118 P. 946
Crim. No. 352.Court of Appeal of California, First District.
September 23, 1911.
APPEAL from a judgment of the Superior Court of the City and County of San Francisco. Wm. P. Lawlor, Judge.
The facts are stated in the opinion of the court.
Philip C. Boardman, for Appellant.
U.S. Webb, Attorney General, and J. Charles Jones, Deputy Attorney General, for Respondent.
HALL, J. —
Defendant was convicted for violating the provisions of section 266g of the Penal Code, and upon judgment being rendered appealed to this court.
It is charged in the information that the defendant did willfully connive at, consent to and permit the placing and leaving of his wife in a house of prostitution, and that he did then and there willfully permit and allow her to remain there.
It is contended that the verdict is not supported by the evidence, because the evidence shows that the defendant placed his wife in the house of prostitution, and the argument is that this state of facts does not support a charge of conniving at, consenting to or permitting the placing of his wife in such house.
The information, however, also charges him with permitting his wife to remain in such house of prostitution, which act constitutes a complete offense.
The evidence shows that the defendant placed his wife in the house in question on a given date, and received from the keeper thereof $350, and departed, leaving his wife in the house, where she remained, and for several months followed the calling of a prostitute.

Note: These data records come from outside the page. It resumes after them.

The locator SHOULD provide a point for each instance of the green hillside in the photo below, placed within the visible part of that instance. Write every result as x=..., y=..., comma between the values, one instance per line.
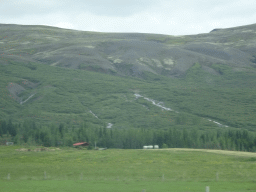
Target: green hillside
x=52, y=76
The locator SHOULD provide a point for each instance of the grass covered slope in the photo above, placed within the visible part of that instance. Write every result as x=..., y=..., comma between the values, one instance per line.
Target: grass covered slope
x=52, y=94
x=183, y=170
x=46, y=75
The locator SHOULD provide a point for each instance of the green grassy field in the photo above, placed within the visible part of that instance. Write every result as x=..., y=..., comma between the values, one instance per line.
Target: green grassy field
x=71, y=169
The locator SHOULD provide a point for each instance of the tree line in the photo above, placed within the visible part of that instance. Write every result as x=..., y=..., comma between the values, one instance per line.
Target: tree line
x=31, y=133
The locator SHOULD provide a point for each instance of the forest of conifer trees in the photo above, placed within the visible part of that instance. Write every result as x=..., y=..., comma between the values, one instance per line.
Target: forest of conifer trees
x=31, y=134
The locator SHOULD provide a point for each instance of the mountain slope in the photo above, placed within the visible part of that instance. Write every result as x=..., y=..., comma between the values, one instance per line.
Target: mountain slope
x=199, y=77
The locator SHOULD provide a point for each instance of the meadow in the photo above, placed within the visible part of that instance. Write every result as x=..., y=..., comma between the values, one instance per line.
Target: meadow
x=171, y=169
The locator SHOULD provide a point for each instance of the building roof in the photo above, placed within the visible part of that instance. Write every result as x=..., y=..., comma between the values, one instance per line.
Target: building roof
x=81, y=144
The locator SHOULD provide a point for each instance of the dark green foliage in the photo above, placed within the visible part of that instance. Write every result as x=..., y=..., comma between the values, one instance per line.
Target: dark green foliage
x=174, y=137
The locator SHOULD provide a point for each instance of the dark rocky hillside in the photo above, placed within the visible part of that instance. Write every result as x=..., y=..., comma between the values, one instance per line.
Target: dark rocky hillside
x=131, y=54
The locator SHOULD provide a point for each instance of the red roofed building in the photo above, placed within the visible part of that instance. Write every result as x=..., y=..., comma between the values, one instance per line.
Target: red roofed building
x=80, y=144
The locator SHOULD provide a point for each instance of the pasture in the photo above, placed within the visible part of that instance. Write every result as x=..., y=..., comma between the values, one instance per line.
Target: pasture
x=155, y=170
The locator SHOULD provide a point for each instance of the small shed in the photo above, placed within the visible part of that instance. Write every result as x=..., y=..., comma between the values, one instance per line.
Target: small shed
x=81, y=144
x=9, y=143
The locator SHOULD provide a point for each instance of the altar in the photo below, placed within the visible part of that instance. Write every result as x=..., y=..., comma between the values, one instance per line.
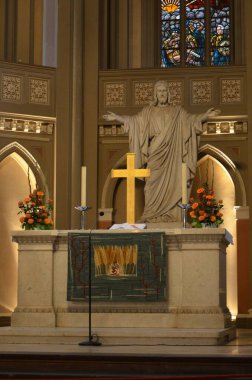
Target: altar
x=191, y=301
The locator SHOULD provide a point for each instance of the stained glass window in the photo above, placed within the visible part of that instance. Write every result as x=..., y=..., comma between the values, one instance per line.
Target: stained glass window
x=220, y=32
x=195, y=32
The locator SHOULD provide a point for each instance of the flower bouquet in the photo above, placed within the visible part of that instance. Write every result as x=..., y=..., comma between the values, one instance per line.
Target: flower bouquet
x=37, y=214
x=206, y=210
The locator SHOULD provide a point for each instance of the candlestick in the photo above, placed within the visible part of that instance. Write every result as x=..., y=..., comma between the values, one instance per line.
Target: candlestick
x=184, y=183
x=184, y=207
x=83, y=209
x=83, y=185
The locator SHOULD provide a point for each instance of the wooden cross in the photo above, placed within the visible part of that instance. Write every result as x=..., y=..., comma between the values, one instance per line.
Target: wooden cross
x=130, y=173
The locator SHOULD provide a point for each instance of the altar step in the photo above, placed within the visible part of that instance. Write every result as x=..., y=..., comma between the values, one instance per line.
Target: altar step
x=118, y=336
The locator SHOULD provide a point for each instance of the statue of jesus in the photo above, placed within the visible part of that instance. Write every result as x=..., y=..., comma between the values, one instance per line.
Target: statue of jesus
x=163, y=136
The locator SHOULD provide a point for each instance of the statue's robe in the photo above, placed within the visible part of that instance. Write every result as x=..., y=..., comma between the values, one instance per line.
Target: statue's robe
x=163, y=137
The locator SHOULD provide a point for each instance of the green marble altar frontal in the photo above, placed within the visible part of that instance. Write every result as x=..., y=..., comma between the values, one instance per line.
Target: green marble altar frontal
x=125, y=267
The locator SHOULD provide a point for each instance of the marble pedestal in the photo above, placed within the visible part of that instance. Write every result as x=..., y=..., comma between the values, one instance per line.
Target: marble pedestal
x=196, y=290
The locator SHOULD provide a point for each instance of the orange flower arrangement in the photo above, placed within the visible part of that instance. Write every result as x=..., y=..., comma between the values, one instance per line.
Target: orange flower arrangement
x=206, y=210
x=36, y=213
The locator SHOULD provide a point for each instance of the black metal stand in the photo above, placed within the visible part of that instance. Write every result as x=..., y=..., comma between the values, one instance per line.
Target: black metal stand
x=184, y=208
x=93, y=340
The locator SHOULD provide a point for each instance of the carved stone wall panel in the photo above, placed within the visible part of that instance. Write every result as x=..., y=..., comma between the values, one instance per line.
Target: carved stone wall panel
x=143, y=92
x=27, y=90
x=115, y=94
x=39, y=91
x=11, y=88
x=231, y=91
x=201, y=92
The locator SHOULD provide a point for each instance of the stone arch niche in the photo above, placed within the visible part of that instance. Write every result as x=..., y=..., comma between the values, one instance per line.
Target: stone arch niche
x=221, y=173
x=14, y=163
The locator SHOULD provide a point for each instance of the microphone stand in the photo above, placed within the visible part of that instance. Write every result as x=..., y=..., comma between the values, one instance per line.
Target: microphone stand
x=93, y=340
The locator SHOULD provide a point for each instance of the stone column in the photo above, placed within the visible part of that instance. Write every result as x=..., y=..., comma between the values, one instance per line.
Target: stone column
x=248, y=49
x=242, y=226
x=35, y=279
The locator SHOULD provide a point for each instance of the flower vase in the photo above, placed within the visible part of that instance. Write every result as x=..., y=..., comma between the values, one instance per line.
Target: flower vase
x=207, y=225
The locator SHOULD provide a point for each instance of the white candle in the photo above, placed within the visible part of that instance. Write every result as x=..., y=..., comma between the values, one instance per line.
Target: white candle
x=184, y=183
x=83, y=185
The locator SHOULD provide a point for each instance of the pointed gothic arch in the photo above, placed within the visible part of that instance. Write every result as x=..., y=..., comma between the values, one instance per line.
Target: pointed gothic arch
x=15, y=147
x=240, y=192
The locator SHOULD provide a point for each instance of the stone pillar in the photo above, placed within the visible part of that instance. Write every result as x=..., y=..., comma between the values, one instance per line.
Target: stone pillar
x=248, y=49
x=35, y=279
x=242, y=227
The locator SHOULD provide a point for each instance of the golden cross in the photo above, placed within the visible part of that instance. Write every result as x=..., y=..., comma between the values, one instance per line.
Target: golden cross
x=130, y=173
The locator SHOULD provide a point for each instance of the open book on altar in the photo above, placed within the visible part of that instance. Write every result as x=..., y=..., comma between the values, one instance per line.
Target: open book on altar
x=127, y=226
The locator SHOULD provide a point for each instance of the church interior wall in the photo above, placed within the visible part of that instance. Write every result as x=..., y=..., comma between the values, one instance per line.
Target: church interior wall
x=108, y=61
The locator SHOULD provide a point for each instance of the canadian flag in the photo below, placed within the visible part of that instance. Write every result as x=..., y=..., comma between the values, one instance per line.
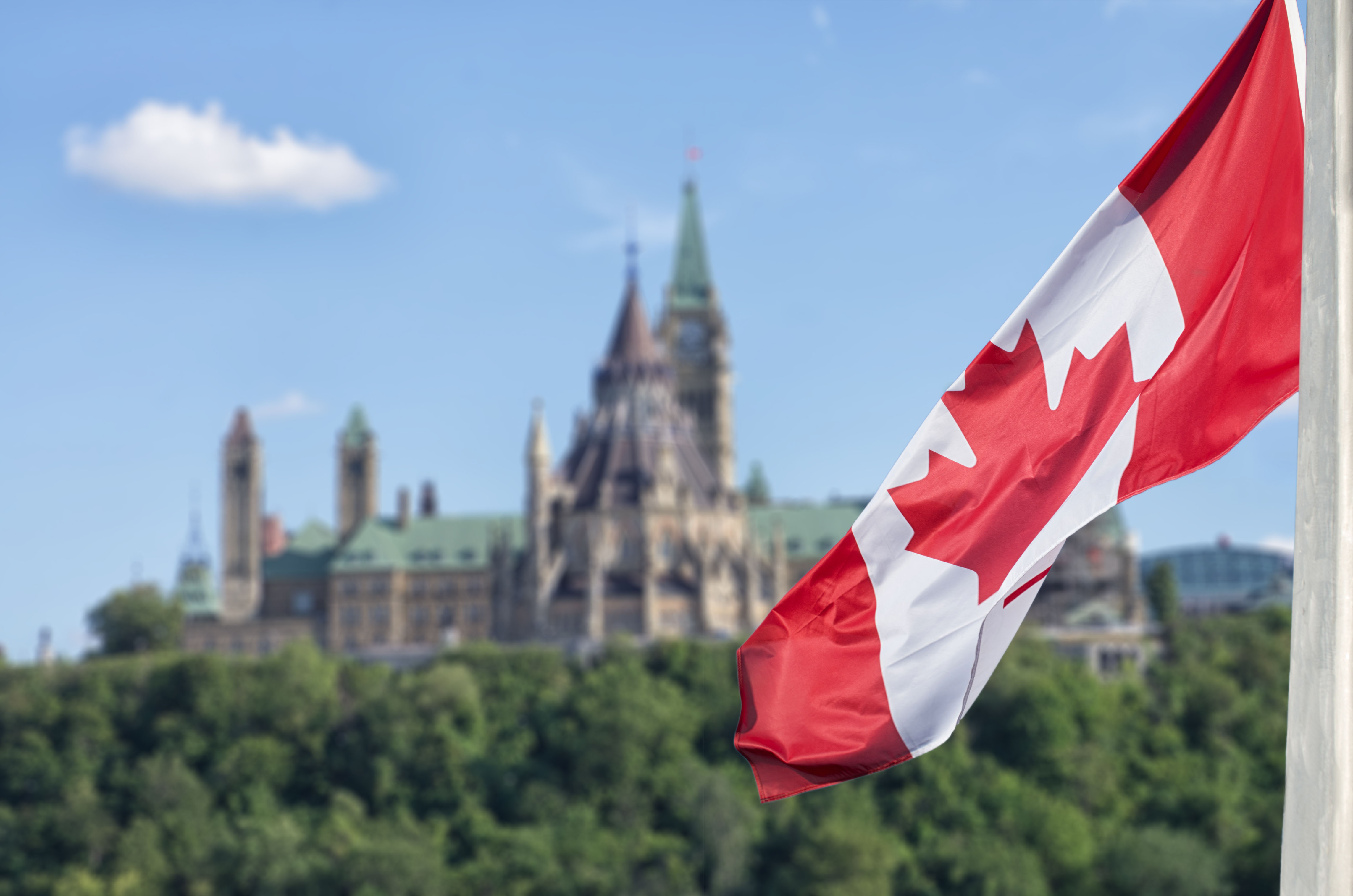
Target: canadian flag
x=1157, y=340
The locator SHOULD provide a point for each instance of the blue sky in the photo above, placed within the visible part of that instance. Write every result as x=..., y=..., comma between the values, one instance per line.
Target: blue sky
x=883, y=185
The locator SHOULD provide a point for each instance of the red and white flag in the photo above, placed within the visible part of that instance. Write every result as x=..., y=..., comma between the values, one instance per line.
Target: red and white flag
x=1157, y=340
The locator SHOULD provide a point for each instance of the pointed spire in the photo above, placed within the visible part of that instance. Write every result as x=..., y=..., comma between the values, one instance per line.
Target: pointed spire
x=538, y=443
x=358, y=431
x=241, y=430
x=692, y=285
x=632, y=343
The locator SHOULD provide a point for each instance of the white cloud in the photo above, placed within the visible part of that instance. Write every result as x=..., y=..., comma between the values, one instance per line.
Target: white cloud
x=1278, y=543
x=619, y=220
x=174, y=152
x=293, y=404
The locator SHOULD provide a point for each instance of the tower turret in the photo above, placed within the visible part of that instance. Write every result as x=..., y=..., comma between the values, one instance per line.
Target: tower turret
x=358, y=473
x=696, y=335
x=194, y=589
x=241, y=520
x=540, y=547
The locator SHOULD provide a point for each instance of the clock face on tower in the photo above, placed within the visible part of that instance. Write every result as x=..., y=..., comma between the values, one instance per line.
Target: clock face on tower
x=692, y=342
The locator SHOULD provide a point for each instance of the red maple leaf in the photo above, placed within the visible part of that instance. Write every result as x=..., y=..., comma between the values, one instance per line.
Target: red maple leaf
x=1029, y=457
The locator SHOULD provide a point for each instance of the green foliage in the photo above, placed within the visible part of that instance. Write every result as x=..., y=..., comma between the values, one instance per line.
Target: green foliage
x=137, y=619
x=527, y=773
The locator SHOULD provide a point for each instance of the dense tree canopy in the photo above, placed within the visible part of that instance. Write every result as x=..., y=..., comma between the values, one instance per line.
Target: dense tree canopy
x=137, y=619
x=524, y=772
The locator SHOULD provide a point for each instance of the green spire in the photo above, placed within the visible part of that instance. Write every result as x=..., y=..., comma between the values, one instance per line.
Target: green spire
x=758, y=488
x=692, y=285
x=358, y=432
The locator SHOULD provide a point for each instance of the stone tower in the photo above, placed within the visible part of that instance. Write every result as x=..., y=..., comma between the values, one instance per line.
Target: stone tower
x=241, y=520
x=358, y=473
x=542, y=549
x=696, y=335
x=632, y=533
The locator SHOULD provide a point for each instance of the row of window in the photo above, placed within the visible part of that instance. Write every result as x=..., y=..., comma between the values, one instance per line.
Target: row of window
x=417, y=587
x=420, y=615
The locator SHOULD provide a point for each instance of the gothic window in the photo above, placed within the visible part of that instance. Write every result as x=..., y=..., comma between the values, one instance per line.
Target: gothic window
x=302, y=604
x=692, y=343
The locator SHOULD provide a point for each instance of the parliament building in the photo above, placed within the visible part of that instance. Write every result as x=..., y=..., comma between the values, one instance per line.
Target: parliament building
x=638, y=528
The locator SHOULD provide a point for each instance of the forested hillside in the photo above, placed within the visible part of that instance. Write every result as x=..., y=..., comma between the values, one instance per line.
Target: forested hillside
x=523, y=772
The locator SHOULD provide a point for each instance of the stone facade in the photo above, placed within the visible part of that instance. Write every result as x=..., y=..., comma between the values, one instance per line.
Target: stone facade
x=637, y=530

Subsequently after an interval of several months, defendant returned and demanded of his wife that she give him $250. This she did, on his agreeing to a separation after the Japanese custom, paying the money from her earnings as such prostitute.
Whether or not the evidence may be said to support a charge of conniving at the placing of the wife in a house of prostitution or not, it certainly supports the charge that he permitted her to remain in such house, which is all that is required to support a conviction under the information. (People v. Shotwell, 27 Cal. 403; People v. Frank, 28 Cal. 507 People v. Sheldon, 68 Cal. 434, [9 P. 457].)
It is also contended that the character of the house was not sufficiently proved. This is also without merit. Several witnesses, police officers, testified to the general reputation of the premises as being a house of prostitution, and which they described as consisting of the third floor of a certain house containing little rooms, at the door of which gaudily dressed Japanese girls were accustomed to sit, and in which rooms they received the visits of Chinese men. At the entrance to the premises was a sign “No white men allowed.” During the time the wife of defendant remained in the house there were no other inmates, but during such time she and the keeper, a woman, followed the calling of prostitutes. The character of the house was amply proved.
No other points are made for a reversal, and the judgment and order are affirmed.
Lennon, P. J., and Kerrigan, J., concurred.